Question

If the midpoint of the line segment joining the points $A\left( 3,4 \right)$ and $B\left( k,6 \right)$ is $P\left( x,y \right)$ and $x+y-10=0$ , find the value of k.

Answer 1

Hint : First of all we will use the formula of midpoint i.e. $H\left( {{x}_{3}},{{y}_{3}} \right)=\left( \left( \dfrac{{{x}_{1}}+{{x}_{2}}}{2} \right),\left( \dfrac{{{y}_{1}}+{{y}_{2}}}{2} \right) \right)$ , to find the value of midpoint $P\left( x,y \right)$ of points $A\left( 3,4 \right)$ and $B\left( k,6 \right)$ . Now, as all the points lie on a line segment they must satisfy the equation of line segment i.e. $x+y-10=0$ , so, by substituting the values of x and y in the equation we will find the value of k.

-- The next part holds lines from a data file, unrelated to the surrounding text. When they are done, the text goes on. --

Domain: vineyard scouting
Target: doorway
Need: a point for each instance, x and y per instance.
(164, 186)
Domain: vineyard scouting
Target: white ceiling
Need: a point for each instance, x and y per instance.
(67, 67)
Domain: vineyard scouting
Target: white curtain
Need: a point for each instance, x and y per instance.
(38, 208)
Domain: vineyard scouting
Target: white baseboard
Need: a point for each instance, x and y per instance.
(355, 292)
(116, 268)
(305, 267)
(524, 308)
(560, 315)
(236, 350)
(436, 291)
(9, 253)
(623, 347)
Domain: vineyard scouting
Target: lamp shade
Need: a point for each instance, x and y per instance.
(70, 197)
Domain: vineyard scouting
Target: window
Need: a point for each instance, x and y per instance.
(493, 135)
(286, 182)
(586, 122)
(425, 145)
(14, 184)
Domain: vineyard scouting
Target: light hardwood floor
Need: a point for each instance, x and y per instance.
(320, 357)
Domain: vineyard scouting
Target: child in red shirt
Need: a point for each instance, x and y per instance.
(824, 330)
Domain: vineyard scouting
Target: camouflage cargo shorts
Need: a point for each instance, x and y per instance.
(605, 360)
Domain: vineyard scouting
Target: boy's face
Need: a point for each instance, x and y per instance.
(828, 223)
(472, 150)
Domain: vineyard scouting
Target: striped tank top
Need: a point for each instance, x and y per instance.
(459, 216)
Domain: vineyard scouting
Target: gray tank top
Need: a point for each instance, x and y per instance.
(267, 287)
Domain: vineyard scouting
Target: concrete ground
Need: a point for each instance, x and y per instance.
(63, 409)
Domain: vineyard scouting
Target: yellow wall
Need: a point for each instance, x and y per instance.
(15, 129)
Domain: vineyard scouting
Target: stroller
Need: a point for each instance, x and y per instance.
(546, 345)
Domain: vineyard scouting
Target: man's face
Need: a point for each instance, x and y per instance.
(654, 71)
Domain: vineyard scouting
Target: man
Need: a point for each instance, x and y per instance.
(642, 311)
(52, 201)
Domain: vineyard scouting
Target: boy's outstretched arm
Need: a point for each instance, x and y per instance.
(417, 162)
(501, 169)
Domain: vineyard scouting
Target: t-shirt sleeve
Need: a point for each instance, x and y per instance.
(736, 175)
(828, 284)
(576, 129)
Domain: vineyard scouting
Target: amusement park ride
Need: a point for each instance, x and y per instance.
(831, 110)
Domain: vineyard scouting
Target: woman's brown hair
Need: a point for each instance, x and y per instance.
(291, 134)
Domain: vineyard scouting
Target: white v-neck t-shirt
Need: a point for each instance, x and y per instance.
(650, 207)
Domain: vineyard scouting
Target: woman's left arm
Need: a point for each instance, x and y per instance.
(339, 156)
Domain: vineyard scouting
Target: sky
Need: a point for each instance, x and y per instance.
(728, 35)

Complete step-by-step answer :
In question we are given that midpoint of points $A\left( 3,4 \right)$ and $B\left( k,6 \right)$ is $P\left( x,y \right)$ and the equation of line segment is given as, $x+y-10=0$ . Figure will be like this.

We are asked to find the value of k, so, first of all, the equation for midpoint $H=\left( {{x}_{3}},{{y}_{3}} \right)$ of two points $D\left( {{x}_{1}},{{y}_{1}} \right)$ and $E\left( {{x}_{2}},{{y}_{2}} \right)$ , can be given as,
${{x}_{3}}=\left( \dfrac{{{x}_{1}}+{{x}_{2}}}{2} \right)$ and ${{y}_{3}}=\left( \dfrac{{{y}_{1}}+{{y}_{2}}}{2} \right)$ or $H\left( {{x}_{3}},{{y}_{3}} \right)=\left( \left( \dfrac{{{x}_{1}}+{{x}_{2}}}{2} \right),\left( \dfrac{{{y}_{1}}+{{y}_{2}}}{2} \right) \right)$
Here, ${{x}_{1}}=3$ , ${{y}_{1}}=4$ , ${{x}_{2}}=k$ , ${{y}_{2}}=6$ , ${{x}_{3}}=x$ , ${{y}_{3}}=y$ , on substituting these values in above formula, we will get,
$P\left( x,y \right)=\left( \left( \dfrac{3+k}{2} \right),\left( \dfrac{4+6}{2} \right) \right)$
$\Rightarrow P\left( x,y \right)=\left( \left( \dfrac{3+k}{2} \right),5 \right)$
$\Rightarrow x=\dfrac{3+k}{2},\ y=5$
As, the point P lies on line segment its value of x and y satisfies the equation, $x+y-10=0$ , so, on substituting the value of x and y we will get,
$\dfrac{3+k}{2}+5-10=0$
$\Rightarrow \dfrac{3+k}{2}-5=0$
$\Rightarrow 3+k+2\left( -5 \right)=0$
$\Rightarrow 3+k-10=0\Rightarrow k-7=0$
$\Rightarrow k=7$
Thus, we can say that the value of k is 7.

Note : There are chances of students getting the wrong answer while substituting $B\left( k,6 \right)$ directly in the equation $x+y-10=0$ . By doing this, we get the equation as $k+6-10=0$ . So, on solving we will get a value of k as $k=4$ which leads to an incorrect answer. So, do not make this mistake.